Lian Li Industrial Co., Ltd. (聯力工業股份有限公司 (Lián Lì Gōngyè Gǔfènyǒuxiàngōngsī, allied force industry)) is a Taiwanese computer case and accessories manufacturer. It is one of the largest manufacturers of aluminium computer cases in Taiwan and is also a major world competitor in the premium aftermarket computer case industry.

==Products==
Lian Li cases are constructed with either brushed or anodised aluminium and are lightweight and offered in silver, black, grey, golden, red, blue, and green shades.
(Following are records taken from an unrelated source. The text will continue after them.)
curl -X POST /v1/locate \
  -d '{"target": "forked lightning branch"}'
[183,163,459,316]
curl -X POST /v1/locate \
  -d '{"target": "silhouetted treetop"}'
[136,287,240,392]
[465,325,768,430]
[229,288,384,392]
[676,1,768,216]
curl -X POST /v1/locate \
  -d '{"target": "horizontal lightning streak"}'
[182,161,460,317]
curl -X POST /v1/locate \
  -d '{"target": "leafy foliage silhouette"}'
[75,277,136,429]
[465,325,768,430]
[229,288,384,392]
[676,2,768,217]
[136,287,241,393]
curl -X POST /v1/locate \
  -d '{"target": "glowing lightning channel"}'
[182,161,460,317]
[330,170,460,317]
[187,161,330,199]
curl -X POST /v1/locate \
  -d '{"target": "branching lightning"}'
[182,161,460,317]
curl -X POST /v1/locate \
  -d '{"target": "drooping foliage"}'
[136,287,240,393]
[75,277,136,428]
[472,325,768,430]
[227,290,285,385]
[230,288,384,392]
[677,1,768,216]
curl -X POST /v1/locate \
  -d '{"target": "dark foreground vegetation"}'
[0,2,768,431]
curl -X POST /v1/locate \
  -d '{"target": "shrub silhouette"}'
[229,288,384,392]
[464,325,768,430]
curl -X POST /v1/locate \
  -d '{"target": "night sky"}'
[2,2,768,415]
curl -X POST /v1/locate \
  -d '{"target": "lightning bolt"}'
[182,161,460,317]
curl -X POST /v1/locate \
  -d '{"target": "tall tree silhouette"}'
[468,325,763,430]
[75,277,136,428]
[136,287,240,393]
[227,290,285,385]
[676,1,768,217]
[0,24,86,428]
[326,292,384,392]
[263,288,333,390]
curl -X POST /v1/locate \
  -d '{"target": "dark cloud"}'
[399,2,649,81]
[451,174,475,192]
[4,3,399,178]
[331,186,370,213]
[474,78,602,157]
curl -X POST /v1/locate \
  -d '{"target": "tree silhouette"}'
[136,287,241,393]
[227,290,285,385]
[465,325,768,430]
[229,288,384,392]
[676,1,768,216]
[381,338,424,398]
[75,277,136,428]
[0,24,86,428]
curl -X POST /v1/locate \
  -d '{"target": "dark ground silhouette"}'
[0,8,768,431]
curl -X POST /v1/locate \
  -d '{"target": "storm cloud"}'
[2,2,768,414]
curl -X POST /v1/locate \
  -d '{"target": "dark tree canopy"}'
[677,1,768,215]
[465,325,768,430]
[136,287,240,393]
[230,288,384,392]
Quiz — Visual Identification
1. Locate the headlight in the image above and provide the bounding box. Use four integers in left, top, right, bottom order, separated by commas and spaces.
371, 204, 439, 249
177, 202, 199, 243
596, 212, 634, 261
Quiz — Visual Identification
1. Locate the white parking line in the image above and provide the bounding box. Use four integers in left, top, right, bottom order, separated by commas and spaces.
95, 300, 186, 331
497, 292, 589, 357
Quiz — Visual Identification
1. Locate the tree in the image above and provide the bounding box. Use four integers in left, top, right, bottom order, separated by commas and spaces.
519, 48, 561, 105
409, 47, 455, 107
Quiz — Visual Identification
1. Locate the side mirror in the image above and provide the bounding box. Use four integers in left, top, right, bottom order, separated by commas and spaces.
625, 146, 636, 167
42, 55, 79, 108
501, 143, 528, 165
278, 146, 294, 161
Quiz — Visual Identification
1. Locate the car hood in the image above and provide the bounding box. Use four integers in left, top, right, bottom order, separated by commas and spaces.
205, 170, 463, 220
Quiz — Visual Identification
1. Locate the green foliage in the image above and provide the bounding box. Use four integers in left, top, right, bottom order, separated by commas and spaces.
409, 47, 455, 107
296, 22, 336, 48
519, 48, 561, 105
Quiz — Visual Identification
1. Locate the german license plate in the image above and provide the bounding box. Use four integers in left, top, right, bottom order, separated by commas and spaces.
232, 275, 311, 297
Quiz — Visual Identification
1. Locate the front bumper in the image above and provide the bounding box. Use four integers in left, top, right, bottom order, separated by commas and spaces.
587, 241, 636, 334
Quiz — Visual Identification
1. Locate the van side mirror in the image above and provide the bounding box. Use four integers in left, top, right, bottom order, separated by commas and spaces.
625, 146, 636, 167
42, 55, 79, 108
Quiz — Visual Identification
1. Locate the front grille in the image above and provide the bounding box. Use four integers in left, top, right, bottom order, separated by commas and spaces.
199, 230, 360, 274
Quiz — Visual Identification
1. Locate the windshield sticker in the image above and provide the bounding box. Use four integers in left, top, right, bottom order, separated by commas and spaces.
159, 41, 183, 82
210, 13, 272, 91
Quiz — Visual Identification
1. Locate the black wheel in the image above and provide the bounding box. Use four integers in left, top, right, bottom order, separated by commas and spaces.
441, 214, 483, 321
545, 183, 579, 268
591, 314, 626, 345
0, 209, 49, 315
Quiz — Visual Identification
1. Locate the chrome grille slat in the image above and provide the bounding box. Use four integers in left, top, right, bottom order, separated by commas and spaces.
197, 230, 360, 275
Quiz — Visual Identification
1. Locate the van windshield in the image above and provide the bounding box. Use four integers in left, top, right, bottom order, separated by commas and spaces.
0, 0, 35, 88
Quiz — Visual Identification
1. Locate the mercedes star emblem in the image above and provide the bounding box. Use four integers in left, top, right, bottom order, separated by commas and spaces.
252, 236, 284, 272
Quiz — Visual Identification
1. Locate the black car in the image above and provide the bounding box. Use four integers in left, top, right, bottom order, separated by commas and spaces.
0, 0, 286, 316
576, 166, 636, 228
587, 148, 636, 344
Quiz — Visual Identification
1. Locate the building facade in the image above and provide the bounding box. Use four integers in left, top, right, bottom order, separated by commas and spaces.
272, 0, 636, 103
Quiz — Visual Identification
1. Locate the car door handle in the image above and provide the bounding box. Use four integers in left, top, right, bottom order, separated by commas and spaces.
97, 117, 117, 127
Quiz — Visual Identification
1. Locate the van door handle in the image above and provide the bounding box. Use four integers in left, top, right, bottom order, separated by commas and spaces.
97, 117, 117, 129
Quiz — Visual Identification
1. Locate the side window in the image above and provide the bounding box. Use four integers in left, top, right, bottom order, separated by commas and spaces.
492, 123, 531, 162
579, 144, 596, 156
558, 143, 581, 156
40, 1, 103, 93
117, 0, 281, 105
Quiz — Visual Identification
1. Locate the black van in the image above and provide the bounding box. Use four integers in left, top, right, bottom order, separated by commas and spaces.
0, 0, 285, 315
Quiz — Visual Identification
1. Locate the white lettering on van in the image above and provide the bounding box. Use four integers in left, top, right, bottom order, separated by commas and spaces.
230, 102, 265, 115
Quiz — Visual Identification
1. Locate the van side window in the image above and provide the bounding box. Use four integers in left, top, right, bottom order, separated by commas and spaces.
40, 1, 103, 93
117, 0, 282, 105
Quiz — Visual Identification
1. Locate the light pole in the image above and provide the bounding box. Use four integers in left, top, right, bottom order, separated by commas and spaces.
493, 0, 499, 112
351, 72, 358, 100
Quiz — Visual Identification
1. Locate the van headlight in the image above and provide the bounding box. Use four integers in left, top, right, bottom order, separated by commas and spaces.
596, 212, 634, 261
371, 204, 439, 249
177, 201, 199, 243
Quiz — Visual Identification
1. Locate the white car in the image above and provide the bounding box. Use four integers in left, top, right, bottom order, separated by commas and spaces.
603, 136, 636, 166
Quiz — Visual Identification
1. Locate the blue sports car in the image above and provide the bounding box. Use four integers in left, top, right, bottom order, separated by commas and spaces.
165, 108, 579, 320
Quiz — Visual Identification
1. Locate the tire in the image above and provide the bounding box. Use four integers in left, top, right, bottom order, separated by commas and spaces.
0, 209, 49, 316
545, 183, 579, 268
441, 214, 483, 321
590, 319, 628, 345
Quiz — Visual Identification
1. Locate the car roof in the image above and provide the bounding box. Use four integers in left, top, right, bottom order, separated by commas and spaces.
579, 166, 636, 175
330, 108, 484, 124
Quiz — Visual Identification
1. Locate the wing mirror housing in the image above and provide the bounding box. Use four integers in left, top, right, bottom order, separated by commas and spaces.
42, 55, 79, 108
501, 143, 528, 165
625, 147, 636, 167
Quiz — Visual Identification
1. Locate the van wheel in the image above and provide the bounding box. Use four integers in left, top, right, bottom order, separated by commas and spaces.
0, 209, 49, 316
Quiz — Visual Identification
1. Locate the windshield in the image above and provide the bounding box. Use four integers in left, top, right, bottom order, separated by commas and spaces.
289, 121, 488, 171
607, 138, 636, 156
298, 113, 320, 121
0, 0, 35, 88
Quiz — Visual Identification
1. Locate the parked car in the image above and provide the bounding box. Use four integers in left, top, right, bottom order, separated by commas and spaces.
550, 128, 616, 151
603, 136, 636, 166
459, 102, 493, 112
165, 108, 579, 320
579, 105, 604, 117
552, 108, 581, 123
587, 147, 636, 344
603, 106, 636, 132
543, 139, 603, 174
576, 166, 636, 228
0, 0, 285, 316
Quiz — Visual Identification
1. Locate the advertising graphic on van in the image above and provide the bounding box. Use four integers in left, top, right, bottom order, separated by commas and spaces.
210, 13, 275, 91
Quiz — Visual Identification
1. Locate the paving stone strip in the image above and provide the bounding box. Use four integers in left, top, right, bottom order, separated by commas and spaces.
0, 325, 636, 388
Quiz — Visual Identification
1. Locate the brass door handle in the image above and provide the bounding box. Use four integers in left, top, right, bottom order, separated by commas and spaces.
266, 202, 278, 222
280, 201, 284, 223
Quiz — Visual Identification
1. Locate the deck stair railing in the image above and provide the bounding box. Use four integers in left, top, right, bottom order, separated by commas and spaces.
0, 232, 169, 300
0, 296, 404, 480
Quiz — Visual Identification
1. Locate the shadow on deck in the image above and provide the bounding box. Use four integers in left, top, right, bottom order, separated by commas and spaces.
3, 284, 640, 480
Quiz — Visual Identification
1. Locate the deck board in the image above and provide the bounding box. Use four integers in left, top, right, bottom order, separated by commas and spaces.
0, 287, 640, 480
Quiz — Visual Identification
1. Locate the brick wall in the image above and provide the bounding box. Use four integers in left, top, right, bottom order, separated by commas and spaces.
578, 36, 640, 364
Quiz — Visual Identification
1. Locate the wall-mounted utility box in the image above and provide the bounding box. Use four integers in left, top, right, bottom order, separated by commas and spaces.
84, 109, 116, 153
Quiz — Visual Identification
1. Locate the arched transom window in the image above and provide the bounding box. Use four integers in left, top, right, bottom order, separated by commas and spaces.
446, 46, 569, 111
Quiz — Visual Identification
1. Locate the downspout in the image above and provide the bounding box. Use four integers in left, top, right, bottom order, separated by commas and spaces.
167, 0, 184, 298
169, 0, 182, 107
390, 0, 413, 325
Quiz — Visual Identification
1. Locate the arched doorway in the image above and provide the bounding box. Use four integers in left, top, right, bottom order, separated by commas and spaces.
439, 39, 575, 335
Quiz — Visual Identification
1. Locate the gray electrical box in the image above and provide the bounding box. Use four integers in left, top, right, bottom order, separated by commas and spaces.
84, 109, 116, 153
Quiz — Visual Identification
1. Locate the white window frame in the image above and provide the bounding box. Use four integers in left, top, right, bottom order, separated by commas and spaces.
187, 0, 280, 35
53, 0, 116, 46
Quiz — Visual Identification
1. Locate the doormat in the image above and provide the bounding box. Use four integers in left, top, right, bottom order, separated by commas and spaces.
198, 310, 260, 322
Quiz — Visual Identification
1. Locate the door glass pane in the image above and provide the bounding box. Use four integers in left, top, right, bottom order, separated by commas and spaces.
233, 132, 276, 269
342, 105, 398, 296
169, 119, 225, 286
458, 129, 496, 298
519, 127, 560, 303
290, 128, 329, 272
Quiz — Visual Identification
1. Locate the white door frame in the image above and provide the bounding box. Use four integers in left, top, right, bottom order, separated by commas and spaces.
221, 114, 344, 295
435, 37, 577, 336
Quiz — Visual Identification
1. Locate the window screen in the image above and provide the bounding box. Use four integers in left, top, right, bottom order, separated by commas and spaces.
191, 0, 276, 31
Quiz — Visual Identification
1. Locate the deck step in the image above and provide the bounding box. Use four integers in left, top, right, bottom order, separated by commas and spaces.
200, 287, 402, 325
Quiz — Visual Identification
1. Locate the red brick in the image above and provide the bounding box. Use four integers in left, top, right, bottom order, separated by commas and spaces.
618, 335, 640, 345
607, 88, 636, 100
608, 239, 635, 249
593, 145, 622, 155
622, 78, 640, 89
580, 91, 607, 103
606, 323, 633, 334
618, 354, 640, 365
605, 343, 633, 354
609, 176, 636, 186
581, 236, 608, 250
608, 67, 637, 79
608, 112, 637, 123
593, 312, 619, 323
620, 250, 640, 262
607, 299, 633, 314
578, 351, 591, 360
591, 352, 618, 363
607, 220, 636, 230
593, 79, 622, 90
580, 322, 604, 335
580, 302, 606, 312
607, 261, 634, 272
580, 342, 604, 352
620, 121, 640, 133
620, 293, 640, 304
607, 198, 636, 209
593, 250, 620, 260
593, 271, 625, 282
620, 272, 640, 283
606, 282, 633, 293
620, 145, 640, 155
In addition to their various cases, they produce aluminum desks, power supplies and accessories such as window kits, CPU coolers, Liquid CPU Coolers, fans, removable hard drive bays, bezel covers, and memory card readers. The company also provides OEM and ODM services.

==History==
Lian Li Industrial Co., Ltd. was founded in 1983.

==Location==
Lian Li has its headquarters in the Liudu Industrial Park (六堵工業區, Liùdǔ Gōngyèqū) in Keelung.

==Subsidiary brand==
In 2009 Lian Li launched LanCool as a subsidiary to produce cases without their signature aluminium in an effort to bring costs down. These cases feature a tool-less architecture aimed at gamers and PC enthusiasts. With LanCool producing the non-aluminium midtower cases, Lian Li is well known as a high-end aluminium chassis manufacturer. In August 2018, after years without new product releases, Lian Li revived the LanCool branding and presented the LanCool One chassis featuring tempered glass panels and RGB lighting.